The Wizard of Oz is coming to movie theatres in August, Stagecoach in September, Mr Smith Goes to Washington in October, Ninotchka in November, and finally, in December, Gone with the Wind.
The Great Dictator, Rebecca and The Philadelphia Story are currently being filmed.
One day, people will call this “The Golden Age”, or something like that.
It’s not a bad moment to be living in Hollywood. Carl Crown spends every free minute he has in the movie theatre. He is learning the universal language of happiness. He has enough time, after all; his job as a guardian angel consists mainly of waiting around.
Every morning, at 6 AM on the dot, he picks up John Clark and chauffeurs him to the studio. Clark is filming The Sea Hawk, with Errol Flynn.
Crown then drinks a cup of coffee in the Brown Derby, before the matinee opens
around the corner in the El Capitan Movie Palace.
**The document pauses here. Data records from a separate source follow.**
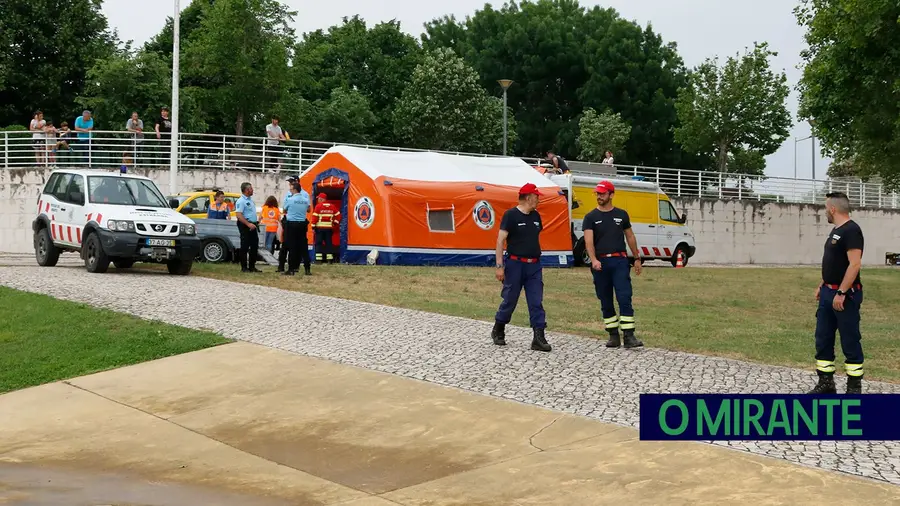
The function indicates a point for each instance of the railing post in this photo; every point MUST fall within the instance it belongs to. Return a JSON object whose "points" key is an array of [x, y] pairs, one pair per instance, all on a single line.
{"points": [[265, 141], [300, 157]]}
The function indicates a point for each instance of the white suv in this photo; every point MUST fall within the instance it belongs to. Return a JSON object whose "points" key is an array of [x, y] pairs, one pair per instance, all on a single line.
{"points": [[111, 217]]}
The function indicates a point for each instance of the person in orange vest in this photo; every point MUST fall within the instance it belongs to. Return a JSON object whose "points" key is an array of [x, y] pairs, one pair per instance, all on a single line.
{"points": [[324, 217], [269, 219]]}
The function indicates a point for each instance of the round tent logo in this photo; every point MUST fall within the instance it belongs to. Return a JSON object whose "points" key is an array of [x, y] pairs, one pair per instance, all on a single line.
{"points": [[484, 215], [364, 212]]}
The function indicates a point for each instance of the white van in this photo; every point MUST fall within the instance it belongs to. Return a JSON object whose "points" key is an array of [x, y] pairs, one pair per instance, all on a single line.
{"points": [[113, 218], [660, 231]]}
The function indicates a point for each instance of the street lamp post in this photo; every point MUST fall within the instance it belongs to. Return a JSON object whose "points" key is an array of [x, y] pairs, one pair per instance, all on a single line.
{"points": [[505, 84], [176, 54]]}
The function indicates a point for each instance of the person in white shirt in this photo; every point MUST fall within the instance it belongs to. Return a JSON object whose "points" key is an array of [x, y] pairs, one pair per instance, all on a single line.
{"points": [[275, 136], [39, 136]]}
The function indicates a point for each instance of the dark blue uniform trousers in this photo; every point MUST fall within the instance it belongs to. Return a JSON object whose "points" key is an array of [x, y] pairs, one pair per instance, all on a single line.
{"points": [[829, 322], [615, 275], [518, 275]]}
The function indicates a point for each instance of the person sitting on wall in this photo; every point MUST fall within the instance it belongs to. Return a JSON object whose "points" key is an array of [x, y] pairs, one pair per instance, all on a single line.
{"points": [[219, 210]]}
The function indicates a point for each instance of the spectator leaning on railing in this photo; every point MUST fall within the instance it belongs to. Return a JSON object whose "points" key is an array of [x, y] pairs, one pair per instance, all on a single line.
{"points": [[135, 125], [39, 136]]}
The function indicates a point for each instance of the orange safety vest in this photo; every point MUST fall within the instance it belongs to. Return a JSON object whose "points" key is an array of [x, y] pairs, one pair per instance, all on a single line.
{"points": [[325, 215], [270, 217]]}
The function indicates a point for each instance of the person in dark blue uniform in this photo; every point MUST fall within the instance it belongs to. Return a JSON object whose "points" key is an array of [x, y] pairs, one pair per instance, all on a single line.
{"points": [[840, 296], [520, 229], [245, 211], [606, 230]]}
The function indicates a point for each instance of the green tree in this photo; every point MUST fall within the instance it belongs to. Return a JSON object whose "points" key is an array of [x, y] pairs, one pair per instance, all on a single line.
{"points": [[240, 54], [850, 81], [377, 61], [126, 82], [599, 133], [344, 117], [565, 59], [444, 108], [46, 49], [736, 108]]}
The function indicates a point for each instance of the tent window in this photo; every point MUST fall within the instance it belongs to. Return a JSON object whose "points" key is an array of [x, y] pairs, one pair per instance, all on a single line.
{"points": [[441, 220]]}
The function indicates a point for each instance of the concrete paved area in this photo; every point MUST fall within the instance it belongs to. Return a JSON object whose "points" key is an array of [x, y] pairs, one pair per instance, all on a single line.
{"points": [[579, 377], [246, 424]]}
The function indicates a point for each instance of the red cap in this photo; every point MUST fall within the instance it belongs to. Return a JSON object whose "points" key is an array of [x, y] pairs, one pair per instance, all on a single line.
{"points": [[529, 189], [605, 187]]}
At lunchtime, John Clark usually wants to do a “bit of exercise”. By that, he means physical training with some starlet. He has his own bungalow on the studio grounds, of course, but too many curious reporters hang around there.
So his guardian angel drives the couple to a secluded clearing in the Laurel Canyon and discreetly absents himself. The bottle of champagne on the back seat has to be cooled to just the right temperature. Based on his experience, after ten minutes it’s usually safe for Crown to make his way back.
He then enjoys the afternoon programme in one of the numerous cinemas on Hollywood Boulevard.
At six in the evening, the hardest part of his job begins. This is when John Clark is in the mood to party.
He asks to be driven straight to Don the Beachcomber, where a group of people are already waiting for him, ready to embark upon a Martini marathon.
The later the hour, the harder things get for the guardian angel. In the Trocadero, he has to point demonstratively at his watch when a dancer lays her head in John Clark’s lap. Charlie Dotter empties an ice bucket over his friend to cool him off.
“Time to go,” says Crown.
“Aw, come on,” pouts Clark, “let’s just stop by the Banana House quickly.”
The Banana House is not the kind of place to end the evening on a sedate note; to say that the venue has a lively atmosphere would be a major understatement.
A real-life grizzly bear lurches around on the dance floor in rhythm with the band, chimpanzees and impalas run around freely, pelicans fly through the air, the waiters sit on dromedaries, and the girls hang from vines. Both man and mammal dance the hula.
Carl Crown likes this place. There’s absolutely nothing to remind him of Klamtstrasse here.
John Clark, of course, is quite keen to turn the night into a legendary one. But after just one drink, his guardian angel is already telling him it’s time to go home.
At least Clark has a souvenir from the jungle with him. A full-busted mamba, who nestles down lasciviously on the back seat.